Attentat politique ou « banal fait divers »?

A l’heure où on continue à boycotter ou harceler des établissements juifs en plein coeur de nos villes …

Intéressant docu-fiction sur France 2 ce soir sur l’histoire méconnue (qui inspira même un oratorio) de Herschel Grynszpan

Ce tout jeune réfugié juif d’origine polonaise (17 ans) dont l’assassinat d’un diplomate allemand (en fait un simple « secrétaire d’ambassade » mais « promu » « conseiller » par les nazis pour accentuer la gravité de l’acte) à Paris le 7 novembre 1938 …

Fournit enfin à Hitler le prétexte (que, du fait des circonstances – les Jeux de Munich – et hormis un tristement fameux paquebot, n’avait pu lui fournir celui du nazi Gusthoff à Davos deux ans plus tôt) …

Pour son pogrom à l’échelle nationale (Autriche comprise), plus connu sous le nom de « Nuit de Cristal« .

Même si on peut regretter que ses auteurs aient si résolument tranché pour la thèse de l’attentat politique « maquillé » en crime passionnel par l’avocat du jeune homme qui certes venait d’apprendre l’expulsion d’Allemagne de toute sa famille par les nazis.

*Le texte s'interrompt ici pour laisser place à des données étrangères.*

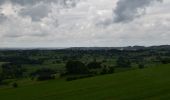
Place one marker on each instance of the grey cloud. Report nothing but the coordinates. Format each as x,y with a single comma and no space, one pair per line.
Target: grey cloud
128,10
2,18
66,3
36,12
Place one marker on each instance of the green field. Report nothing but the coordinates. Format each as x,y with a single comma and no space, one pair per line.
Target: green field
143,84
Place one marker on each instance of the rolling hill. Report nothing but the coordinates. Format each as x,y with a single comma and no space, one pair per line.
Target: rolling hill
151,83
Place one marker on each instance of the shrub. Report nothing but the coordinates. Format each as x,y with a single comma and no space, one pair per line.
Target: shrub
15,85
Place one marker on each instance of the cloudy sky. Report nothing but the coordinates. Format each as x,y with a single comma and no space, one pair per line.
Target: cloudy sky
73,23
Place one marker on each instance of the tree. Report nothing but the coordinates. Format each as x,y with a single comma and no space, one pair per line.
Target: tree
123,62
141,66
1,78
94,65
76,67
111,70
44,74
11,70
15,85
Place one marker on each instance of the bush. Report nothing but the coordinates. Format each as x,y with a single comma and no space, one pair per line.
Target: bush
77,77
123,62
141,66
76,67
15,85
44,74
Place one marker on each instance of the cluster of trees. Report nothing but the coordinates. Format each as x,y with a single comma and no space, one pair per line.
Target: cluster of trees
123,62
78,67
11,71
44,74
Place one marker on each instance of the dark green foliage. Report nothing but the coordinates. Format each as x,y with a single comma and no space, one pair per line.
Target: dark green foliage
11,70
44,74
15,85
70,78
1,78
141,66
111,70
76,67
104,70
165,60
123,62
94,65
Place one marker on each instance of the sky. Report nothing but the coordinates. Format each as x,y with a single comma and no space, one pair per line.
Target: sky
84,23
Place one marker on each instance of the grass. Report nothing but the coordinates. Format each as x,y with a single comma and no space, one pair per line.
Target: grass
151,83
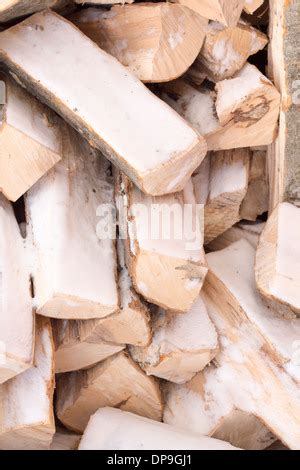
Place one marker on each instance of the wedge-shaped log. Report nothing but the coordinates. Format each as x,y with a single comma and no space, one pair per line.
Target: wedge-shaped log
221,183
256,201
181,346
11,9
74,269
157,41
81,344
165,246
116,382
257,369
278,259
124,431
16,315
26,401
157,149
30,139
243,118
223,11
226,50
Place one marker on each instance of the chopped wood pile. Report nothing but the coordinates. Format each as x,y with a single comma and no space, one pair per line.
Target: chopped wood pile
149,225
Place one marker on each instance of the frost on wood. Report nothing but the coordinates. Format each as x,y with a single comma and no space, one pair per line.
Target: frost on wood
126,431
226,50
26,417
116,382
157,149
278,260
181,346
165,246
257,369
157,41
11,9
256,201
30,140
224,11
221,184
16,315
74,269
244,113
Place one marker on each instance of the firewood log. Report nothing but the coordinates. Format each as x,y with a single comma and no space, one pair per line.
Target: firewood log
256,201
221,183
26,418
226,50
126,431
74,269
16,314
116,382
157,149
278,259
181,346
11,9
30,139
223,11
257,369
156,41
165,246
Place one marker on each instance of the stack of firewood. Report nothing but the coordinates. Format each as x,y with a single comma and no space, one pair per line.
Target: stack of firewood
117,121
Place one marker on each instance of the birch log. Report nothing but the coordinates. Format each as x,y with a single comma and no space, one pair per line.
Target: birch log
157,149
157,41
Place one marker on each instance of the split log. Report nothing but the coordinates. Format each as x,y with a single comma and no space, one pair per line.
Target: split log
157,149
223,11
243,230
244,118
257,370
165,245
220,184
81,344
30,139
74,269
283,69
126,431
226,50
116,382
11,9
26,417
65,440
157,41
182,345
252,5
16,315
278,259
256,201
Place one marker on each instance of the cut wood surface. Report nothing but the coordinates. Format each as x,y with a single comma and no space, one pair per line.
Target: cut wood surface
26,418
223,11
220,184
74,269
247,117
278,259
181,346
30,139
165,246
117,382
226,50
257,369
11,9
256,201
156,41
126,431
16,314
110,110
283,69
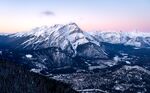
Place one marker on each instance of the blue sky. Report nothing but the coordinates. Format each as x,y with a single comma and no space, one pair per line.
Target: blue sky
127,15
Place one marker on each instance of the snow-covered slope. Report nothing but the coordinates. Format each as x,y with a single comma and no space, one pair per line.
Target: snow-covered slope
134,38
63,36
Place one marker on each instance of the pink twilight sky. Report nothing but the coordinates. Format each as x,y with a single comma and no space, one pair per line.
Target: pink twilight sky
90,15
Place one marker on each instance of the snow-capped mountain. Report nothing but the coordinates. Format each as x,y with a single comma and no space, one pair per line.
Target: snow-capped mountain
67,36
134,38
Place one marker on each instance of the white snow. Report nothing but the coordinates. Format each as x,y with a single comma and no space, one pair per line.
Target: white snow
56,36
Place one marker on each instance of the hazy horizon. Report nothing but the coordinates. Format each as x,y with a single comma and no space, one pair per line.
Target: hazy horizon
90,15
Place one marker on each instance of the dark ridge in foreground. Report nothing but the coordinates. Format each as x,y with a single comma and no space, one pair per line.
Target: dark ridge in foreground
15,79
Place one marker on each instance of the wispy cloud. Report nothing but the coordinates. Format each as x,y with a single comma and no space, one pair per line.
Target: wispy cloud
48,13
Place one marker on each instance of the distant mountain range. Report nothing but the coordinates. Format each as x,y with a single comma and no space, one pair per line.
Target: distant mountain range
67,49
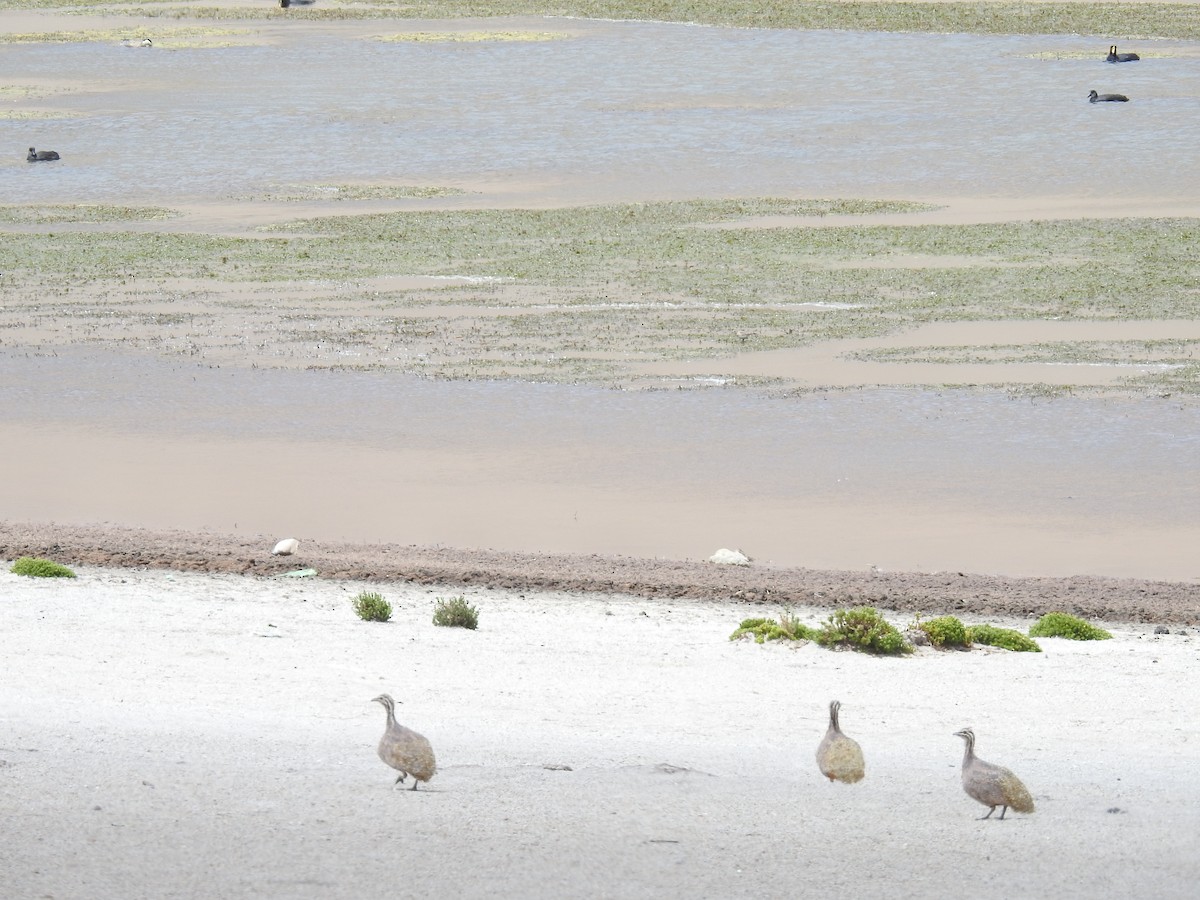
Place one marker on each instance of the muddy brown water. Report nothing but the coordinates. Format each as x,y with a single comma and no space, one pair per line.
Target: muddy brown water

Et rejeté celle du fait divers de l’historien allemand Hans-Jürgen Döscher selon laquelle le meurtrier connaissait la victime du milieu homosexuel parisien qu’ils fréquentaient tous deux et que c’est suite au refus de celui-ci de lui procurer le visa promis qu’il l’aurait tué.

Thèse qui a au moins l’avantage d’expliquer (comment en effet avouer, comme le rappelle bien Gide, que le « martyr » qui servit de prétexte à la Nuit de Cristal s’adonnait à une pratique aussi stigmatisée par le nazisme que l’homosexualité?) que les Nazis aient pu se priver aussi facilement du grand procès spectacle qu’ils projetaient pour prouver au monde la responsabilité de la « Juiverie mondiale » dans les attaques contre le IIIe Reich et la paix mondiale.

A moins que perdu pour perdu et soucieux peut-être de ne pas révéler à tous ses relations coupables avec sa victime (d’où son apparente résistance à la stratégie de son avocat), Grynszpan ait voulu dès le départ donner une telle portée à son geste et ainsi…

Refaire, douze ans après Schwartzbard, le geste de David Frankfurter à Davos deux ans plus tôt ?

Jeudi 10 janvier, 23h, sur France 2
Livrez-nous Grynszpan !
Le Pèlerin
Le 02/01/08

En 1938, le geste désespéré d’un juif polonais réfugié en France, Herschel Grynszpan, fut instrumentalisé par les nazis pour justifier la Nuit de cristal. Pour raconter ce destin méconnu, Joël Calmettes a réalisé un docu-fiction ambitieux.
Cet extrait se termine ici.